E. Public API + tests (4-6 hours)

  • New types: HistorianSampleEdit (sample + reason/version metadata), HistorianRevisionTransaction (disposable handle).
  • Public methods on HistorianClient per the Goal section.
  • Unit tests: golden-byte fixtures for Begin/Value/End/Commit payloads.
  • Live integration tests: write a known sample, edit it via the revision path, read back and assert the new value appears.

Risks

  • Server-cache prerequisite.
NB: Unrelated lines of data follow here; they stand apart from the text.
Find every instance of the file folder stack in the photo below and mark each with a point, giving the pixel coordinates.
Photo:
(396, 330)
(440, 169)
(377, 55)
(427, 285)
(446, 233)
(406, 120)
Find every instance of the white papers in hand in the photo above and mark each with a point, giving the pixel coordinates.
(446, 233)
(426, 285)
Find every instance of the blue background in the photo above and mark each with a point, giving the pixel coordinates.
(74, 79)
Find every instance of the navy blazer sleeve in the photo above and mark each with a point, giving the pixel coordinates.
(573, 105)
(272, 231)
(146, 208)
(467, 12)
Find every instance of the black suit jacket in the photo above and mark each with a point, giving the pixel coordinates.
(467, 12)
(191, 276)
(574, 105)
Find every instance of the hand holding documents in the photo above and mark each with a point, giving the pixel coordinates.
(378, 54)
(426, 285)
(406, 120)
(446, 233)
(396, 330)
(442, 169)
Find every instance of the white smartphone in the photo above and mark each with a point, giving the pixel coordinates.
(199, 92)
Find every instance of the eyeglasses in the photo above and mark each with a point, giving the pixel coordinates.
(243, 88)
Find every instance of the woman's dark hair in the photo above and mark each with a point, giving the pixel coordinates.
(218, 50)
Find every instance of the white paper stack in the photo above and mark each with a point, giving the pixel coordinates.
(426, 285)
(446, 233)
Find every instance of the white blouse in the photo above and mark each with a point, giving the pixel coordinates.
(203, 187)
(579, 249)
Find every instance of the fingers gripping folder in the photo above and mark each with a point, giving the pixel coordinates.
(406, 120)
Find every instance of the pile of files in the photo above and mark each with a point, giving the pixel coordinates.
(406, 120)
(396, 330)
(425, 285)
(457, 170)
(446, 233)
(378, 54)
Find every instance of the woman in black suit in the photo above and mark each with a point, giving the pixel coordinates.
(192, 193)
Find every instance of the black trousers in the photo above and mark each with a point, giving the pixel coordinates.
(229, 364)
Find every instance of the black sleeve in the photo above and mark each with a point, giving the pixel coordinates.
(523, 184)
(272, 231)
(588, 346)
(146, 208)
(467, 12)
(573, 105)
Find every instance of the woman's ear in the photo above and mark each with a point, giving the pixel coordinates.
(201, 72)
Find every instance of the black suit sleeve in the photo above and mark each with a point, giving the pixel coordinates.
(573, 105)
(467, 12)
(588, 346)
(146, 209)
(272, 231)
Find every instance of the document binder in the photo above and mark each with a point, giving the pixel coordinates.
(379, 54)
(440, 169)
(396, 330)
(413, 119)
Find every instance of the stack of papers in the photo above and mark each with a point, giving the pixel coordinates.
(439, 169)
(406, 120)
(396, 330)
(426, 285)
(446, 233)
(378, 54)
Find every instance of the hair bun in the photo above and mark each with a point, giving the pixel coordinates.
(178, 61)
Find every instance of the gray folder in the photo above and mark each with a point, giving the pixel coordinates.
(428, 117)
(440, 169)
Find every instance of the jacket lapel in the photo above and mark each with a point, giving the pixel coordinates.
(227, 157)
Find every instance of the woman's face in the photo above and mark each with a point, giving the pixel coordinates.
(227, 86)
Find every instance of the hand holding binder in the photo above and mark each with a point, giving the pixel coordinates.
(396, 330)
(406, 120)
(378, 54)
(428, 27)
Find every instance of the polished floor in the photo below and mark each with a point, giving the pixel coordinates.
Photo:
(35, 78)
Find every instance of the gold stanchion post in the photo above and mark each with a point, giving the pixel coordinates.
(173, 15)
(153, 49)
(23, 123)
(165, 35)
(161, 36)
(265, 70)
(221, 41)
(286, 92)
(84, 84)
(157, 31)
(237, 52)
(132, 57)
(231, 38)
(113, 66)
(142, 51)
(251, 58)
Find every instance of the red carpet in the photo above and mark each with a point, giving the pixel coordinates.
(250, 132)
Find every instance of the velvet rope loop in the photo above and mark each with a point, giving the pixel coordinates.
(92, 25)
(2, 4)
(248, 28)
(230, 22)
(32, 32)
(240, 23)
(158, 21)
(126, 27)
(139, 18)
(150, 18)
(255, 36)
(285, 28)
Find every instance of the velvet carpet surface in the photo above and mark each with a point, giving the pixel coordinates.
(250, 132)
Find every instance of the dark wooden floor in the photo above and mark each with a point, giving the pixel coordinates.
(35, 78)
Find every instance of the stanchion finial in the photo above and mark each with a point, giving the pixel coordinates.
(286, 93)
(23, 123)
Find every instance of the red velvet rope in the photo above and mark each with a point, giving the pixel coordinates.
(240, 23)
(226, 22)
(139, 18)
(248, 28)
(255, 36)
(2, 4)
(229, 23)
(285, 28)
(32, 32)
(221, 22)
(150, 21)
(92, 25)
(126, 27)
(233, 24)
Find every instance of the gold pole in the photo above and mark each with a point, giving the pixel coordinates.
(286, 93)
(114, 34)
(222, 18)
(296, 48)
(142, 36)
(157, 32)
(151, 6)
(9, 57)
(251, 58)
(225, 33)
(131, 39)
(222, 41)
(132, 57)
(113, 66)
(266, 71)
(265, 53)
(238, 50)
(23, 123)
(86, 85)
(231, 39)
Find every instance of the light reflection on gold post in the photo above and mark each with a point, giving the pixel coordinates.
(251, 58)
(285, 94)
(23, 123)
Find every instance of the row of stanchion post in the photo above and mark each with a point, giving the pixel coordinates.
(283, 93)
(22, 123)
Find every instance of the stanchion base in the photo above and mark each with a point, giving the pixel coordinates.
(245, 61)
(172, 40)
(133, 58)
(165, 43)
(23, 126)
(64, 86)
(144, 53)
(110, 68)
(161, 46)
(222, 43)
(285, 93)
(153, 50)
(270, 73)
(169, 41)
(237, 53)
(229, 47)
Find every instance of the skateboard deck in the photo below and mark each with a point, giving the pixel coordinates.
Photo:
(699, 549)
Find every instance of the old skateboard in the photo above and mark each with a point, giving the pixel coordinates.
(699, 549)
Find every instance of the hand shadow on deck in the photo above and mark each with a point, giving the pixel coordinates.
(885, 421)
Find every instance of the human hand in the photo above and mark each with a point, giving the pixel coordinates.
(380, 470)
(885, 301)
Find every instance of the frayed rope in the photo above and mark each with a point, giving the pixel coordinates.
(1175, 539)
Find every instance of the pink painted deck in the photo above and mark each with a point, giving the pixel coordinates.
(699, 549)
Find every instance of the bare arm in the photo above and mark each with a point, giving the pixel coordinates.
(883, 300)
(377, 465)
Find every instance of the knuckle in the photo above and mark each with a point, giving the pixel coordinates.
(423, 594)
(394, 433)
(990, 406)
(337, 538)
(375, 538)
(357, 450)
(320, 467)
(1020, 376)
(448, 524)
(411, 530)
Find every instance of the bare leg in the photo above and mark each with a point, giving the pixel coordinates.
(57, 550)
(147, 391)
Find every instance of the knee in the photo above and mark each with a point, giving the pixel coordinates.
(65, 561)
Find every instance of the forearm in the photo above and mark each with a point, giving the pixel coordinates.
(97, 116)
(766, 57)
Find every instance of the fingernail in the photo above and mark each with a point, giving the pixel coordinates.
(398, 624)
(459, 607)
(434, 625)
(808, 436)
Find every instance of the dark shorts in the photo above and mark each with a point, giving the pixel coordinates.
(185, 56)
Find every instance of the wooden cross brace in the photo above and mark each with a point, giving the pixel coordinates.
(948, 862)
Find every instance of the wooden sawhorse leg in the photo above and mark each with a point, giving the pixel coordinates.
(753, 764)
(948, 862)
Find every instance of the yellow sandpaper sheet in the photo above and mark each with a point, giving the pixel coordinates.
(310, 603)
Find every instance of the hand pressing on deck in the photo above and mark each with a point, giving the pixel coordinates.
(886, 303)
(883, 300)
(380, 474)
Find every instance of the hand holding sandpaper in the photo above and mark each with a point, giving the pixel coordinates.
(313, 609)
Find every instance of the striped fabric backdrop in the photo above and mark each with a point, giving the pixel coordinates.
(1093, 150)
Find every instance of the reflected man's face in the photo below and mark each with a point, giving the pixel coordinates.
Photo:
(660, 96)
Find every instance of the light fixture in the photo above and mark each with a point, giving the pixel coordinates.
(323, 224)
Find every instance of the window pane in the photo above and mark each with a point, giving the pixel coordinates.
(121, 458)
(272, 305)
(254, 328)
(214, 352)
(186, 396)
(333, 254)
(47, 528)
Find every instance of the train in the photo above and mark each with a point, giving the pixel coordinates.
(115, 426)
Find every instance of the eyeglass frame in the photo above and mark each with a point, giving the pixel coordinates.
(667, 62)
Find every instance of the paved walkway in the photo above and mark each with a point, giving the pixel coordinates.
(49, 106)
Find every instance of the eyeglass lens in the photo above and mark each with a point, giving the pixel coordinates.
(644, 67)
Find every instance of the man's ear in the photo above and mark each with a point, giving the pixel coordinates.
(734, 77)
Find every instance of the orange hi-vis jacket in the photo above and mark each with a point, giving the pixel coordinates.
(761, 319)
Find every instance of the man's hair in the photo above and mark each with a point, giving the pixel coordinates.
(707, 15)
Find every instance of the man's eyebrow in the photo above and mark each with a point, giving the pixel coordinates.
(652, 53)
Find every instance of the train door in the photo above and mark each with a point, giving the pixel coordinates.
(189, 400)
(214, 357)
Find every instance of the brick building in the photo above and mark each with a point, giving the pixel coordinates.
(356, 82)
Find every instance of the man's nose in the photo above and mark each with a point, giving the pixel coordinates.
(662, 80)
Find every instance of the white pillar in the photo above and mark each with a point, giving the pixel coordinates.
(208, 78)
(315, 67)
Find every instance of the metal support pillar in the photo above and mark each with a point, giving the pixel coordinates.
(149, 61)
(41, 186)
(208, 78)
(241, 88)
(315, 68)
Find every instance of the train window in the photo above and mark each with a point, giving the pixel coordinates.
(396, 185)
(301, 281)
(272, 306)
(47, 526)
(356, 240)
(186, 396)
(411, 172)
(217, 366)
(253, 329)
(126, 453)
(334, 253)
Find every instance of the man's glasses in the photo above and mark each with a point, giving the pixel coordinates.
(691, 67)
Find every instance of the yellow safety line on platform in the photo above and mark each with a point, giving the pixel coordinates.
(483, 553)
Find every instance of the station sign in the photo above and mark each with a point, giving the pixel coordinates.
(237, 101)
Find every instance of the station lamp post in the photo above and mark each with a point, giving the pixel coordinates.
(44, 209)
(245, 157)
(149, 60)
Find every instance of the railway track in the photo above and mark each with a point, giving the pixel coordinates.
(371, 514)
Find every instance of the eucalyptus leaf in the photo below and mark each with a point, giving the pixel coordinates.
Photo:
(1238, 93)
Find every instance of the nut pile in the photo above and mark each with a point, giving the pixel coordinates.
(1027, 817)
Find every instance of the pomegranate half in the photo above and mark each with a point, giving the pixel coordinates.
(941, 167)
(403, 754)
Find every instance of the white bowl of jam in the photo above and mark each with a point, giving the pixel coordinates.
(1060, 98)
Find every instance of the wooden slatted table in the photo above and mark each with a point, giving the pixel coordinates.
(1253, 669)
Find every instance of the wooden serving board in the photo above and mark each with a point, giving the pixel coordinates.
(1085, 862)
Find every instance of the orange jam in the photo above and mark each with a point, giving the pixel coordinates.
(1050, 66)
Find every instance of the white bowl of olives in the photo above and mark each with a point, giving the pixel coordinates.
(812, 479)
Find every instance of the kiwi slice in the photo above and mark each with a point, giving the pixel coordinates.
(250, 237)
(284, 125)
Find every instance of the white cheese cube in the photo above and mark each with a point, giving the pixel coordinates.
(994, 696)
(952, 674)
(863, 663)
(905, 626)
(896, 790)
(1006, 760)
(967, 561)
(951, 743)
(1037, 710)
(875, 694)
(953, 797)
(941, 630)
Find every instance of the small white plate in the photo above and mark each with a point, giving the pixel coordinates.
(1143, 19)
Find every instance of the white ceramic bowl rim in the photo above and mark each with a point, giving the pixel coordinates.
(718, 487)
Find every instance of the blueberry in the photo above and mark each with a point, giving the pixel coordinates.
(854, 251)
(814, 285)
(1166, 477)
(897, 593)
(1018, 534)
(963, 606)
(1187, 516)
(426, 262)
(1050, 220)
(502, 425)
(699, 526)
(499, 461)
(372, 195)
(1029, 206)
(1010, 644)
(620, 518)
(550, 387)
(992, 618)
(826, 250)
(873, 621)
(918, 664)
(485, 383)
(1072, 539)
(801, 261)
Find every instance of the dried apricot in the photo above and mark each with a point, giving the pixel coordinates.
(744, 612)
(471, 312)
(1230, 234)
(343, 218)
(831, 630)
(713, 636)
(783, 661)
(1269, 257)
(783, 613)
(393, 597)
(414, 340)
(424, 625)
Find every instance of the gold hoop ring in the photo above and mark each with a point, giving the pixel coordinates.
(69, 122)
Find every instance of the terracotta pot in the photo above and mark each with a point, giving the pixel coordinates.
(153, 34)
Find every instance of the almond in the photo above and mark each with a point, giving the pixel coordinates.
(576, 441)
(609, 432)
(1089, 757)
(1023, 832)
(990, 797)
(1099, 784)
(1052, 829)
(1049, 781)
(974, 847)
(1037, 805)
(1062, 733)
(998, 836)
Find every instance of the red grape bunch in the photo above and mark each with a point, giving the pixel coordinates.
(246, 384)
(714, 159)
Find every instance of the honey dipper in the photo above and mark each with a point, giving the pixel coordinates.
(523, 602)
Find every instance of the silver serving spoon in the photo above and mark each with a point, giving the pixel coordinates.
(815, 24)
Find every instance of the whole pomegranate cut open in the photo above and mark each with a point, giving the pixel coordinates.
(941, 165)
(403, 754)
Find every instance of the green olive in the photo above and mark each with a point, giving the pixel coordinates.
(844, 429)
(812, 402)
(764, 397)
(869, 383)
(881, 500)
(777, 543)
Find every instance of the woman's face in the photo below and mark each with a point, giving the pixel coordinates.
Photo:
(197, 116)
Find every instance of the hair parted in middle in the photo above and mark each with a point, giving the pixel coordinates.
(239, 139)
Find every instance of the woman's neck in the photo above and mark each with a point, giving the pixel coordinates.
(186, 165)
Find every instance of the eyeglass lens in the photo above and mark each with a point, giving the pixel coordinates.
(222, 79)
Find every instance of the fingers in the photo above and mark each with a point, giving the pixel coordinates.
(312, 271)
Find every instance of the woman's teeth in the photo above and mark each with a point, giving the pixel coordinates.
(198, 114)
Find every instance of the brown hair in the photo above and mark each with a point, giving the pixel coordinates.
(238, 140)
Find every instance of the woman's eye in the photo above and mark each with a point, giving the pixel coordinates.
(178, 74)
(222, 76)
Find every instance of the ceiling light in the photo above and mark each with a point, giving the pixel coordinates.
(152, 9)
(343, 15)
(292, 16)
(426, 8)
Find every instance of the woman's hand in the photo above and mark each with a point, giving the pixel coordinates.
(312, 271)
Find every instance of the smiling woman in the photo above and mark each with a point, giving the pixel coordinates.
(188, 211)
If the historian's revision path also requires the tag to be "live in the runtime cache" (the same blocker that killed AddS2), the entire path may be unimplementable for the same architectural reason.
  • State across calls. Begin/Value/End may store transaction state on the server keyed by the WCF session GUID. WCF's session model needs to be configured to keep the same channel alive across all three calls — which is a different lifecycle from the existing one-call-per-channel pattern in the SDK orchestrators.
  • Concurrent edits. Server may reject concurrent revision transactions on the same tag — needs probing.
  • Time bounds. Revision likely respects the same RealTimeWindow / FutureTimeThreshold system parameters as AddS2. Out-of-window edits silently drop or error — needs probing.

Success Criteria

  • Public BeginRevisionAsync (or batch variant) live-verified against a sandbox tag created by EnsureTagAsync.
  • Round-trip test: write initial value → revise it → read back → verify the revised value persists in History extension table via SQL.
  • Golden-byte fixtures for Begin / Value / End / Commit captured against the sandbox tag.
  • Decision documented for whether the AddRevisionValues single-shot variant is exposed in addition to the Begin/Value/End sequence.

Dependencies

  • Existing analog write surface (EnsureTagAsync) — done.
  • AddS2 is not a prerequisite; the revision path may be an independent code path that bypasses the runtime-cache gate. If it doesn't, this plan is blocked the same way AddS2 is.

Out of scope

  • Editing event tags. Events come from AVEVA AnE; the SDK only reads them.
  • Bulk schema changes. Forbidden over the wire per the Historian's architecture.

Trigger to start

A customer-driven request, or a real need to expose historical data correction in the SDK's API. Without one, this remains the most substantive remaining write-path workstream but isn't worth the 1-2 days of focused work speculatively.